The king of summer soups and a great way to use up leftovers
This is a very loose recipe just to get you started. It’s a perfect dish to make with kids since it’s so quick and wonderfully nutritious too. I used to skin the tomatoes (as so many recipes require you to) but if you have a good blender there really is no need.
Gazpacho’s the perfect way to use up slightly overripe tomatoes.
About 600g ripe tomatoes
½ cucumber (if using a thicker-skinned continental variety, peeled)
1 red pepper, core and stalk removed
1 spring onion or a little sweet Spanish onion to taste
1-2 cloves garlic
100ml extra virgin olive oil
3 tbsp sherry vinegar or wine vinegar
Chop the vegetables roughly, crush the garlic and blitz them in a blender or food processor. You may need to do this in stages and add a little of the olive oil to set things going.

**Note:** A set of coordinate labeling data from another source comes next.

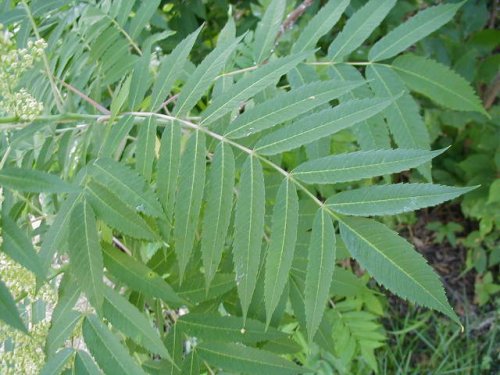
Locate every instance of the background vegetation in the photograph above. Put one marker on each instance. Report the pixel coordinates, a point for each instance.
(101, 59)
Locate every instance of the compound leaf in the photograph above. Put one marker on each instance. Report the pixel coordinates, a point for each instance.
(33, 181)
(394, 263)
(267, 30)
(238, 358)
(218, 209)
(138, 276)
(359, 27)
(287, 106)
(392, 199)
(200, 80)
(107, 350)
(8, 309)
(256, 81)
(357, 165)
(319, 25)
(128, 319)
(320, 125)
(413, 30)
(248, 230)
(127, 184)
(281, 248)
(85, 253)
(189, 196)
(438, 82)
(320, 267)
(171, 67)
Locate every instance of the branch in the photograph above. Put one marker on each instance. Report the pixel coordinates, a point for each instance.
(492, 92)
(89, 100)
(293, 17)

Once the puree is really smooth, pour it into a large jug and add the remaining olive oil, vinegar and salt to taste. You may also need to add a little water if the soup seems too thick—remember if you are adding ice, this will thin the soup down.
Now chill the soup until ready to serve. Add ice if you like. Garnishes work well if you are serving in a bowl rather than sloshing back from a glass: chopped peppers, diced boiled egg, sliced spring onion, tiny squares of serrano ham.
ALTERNATIVE: Slightly stale bread is perfect for making crunchy croutons for the top of the soup or, if you prefer a thicker soup, you can remove crusts and soak a slice in a little water before throwing into the blender with the rest of the soup.
Roasted beetroot can be added instead of some of the tomatoes—I like to go ⅓ beetroot to ⅔ tomato.
Leftover gazpacho can be made into fantastic little savoury jellies. Set with sheet gelatine—just dissolve the sheets in a little hot water before stirring into the soup. Check your leaf gelatine for setting ratios.